Pour ce qui est du détail de la rémunération d'un député (élu ou pas réélu), je vous invite à lire cette page (http://www.assemblee-nationale.fr/connaissance/indemnite.asp), et notamment la dernière ligne concernant l'allocation d'aide au retour à l'emploi. Le débat n'est pas de savoir si un député en exercice est suffisamment, insuffisamment ou trop payé. La question se pose s'il n'est plus député.
La loi en question découle en fait d'un arrêté plus ancien puisqu'en octobre 2003, un arrêté du Bureau de l'Assemblé Nationale définissait déjà les nouvelles règles : 100% de l'indemnité pendant 6 mois puis dégressivité à 70% (2ème semestre) puis 50% (4ème semestre) : 2 ans d'écoulés. Pendant les 3 années suivantes, dégressivité de 5% tous les semestres pour atteindre un plancher de 20% (soit environ 1000 euros nets par mois). J'avoue ne pas avoir trouvé de texte clair qui stipule si cela s'arrête à la fin de ces 2+3 ans ou si cela continue, le site de l'assemblée restant flou sur le sujet.
Mais même en s'arrêtant à 60 mois, l'indemnité cumulée pour un député sortant non réélu représente plus de 150'000 euros sur 5 ans (nets !!), soit une allocation d'aide au retour à l'emploi (ARE) de 30'000 euros nets par an. On est très loin des règles d'ARE du commun des mortels (http://www.travail.gouv.fr/informations-pratiques/fiches-pratiques/chomage/allocation-aide-au-retour-emploi-are-1130.html) qui définit une allocation de 40,4% du salaire journalier de référence + 10,46 euros (en brut !!) ou 57,4% du salaire journalier de référence, selon le mode de calcul le plus avantageux pour le bénéficiaire (encore heureux).
Pour atteindre un équivalent de 30'000 euros/an nets, il faudrait grosso modo que le salaire de référence brut du chômeur (c'est-à-dire le revenu de référence qu'il touchait lorsqu'il travaillait auparavant) ait été de 5400 euros brut par mois...
Je vous laisse refermer votre bouche grande ouverte, le temps de vous redire une réalité éprouvée : plus de la moitié des salariés français touchent moins de 1500 euros brut par mois. Vous imaginez bien le décalage - quand bien même l'argument fallacieux de différence de responsabilités serait avancé - entre les règles appliqués à nos élus et celles qu'ils nous font subir.
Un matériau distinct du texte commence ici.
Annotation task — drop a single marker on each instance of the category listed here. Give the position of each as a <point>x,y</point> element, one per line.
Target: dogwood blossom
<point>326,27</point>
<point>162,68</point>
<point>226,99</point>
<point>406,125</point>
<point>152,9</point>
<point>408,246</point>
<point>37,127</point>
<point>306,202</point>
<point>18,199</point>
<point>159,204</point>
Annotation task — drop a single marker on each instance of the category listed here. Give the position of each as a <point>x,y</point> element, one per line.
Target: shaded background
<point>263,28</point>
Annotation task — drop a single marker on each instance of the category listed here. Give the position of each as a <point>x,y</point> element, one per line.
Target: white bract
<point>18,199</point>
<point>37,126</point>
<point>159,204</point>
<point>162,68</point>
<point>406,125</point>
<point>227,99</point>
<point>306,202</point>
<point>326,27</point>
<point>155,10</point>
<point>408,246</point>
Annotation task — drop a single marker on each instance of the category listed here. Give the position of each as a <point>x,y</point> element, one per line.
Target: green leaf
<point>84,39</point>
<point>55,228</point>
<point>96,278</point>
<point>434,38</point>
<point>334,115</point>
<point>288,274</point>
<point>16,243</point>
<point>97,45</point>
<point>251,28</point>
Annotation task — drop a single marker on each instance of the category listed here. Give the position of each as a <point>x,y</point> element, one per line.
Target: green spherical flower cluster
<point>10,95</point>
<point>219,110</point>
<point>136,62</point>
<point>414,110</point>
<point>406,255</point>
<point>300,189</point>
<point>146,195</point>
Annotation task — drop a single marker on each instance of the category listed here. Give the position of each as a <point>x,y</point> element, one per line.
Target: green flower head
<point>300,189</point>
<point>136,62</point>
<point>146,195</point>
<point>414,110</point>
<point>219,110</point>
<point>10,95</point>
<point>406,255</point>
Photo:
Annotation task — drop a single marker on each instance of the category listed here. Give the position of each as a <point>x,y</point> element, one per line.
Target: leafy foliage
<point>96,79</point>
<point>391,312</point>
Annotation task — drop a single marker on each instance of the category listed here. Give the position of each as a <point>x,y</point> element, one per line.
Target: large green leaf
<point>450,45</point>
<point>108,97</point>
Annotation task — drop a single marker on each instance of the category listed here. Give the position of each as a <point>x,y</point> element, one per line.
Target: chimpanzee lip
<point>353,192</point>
D'autant plus que la grande majorité cumule d'autres mandats avec celui de député (même perdu).
Quant à la durée d'indemnisation du chômeur lambda, elle est de 23 mois, 42 dans le meilleur des cas sous réserves de cumuler un certains nombre critères précis.
J'ajouterai enfin que je n'ai rien trouvé qui précise si un député ne se représentant pas aux législatives bénéficie du même traitement ou pas. Les ASSEDIC sont elles très attentives au mode de départ de votre ancienne entreprise.
Tout ceci pour non pas s'indigner (quoique...) mais pour rappeler deux points :
- à nos élus tout d'abord : si vous souhaitez des citoyens investis et prêts à se serrer un peu la ceinture pour améliorer les choses, montrez l'exemple.
- aux citoyens : le choix de vos élus (députés et autres) ne doit pas se faire à la légère et sur deux ou trois idées mais bien sur une conception de société, un ensemble de valeurs indissociables et sinon égalitaires au moins équitables.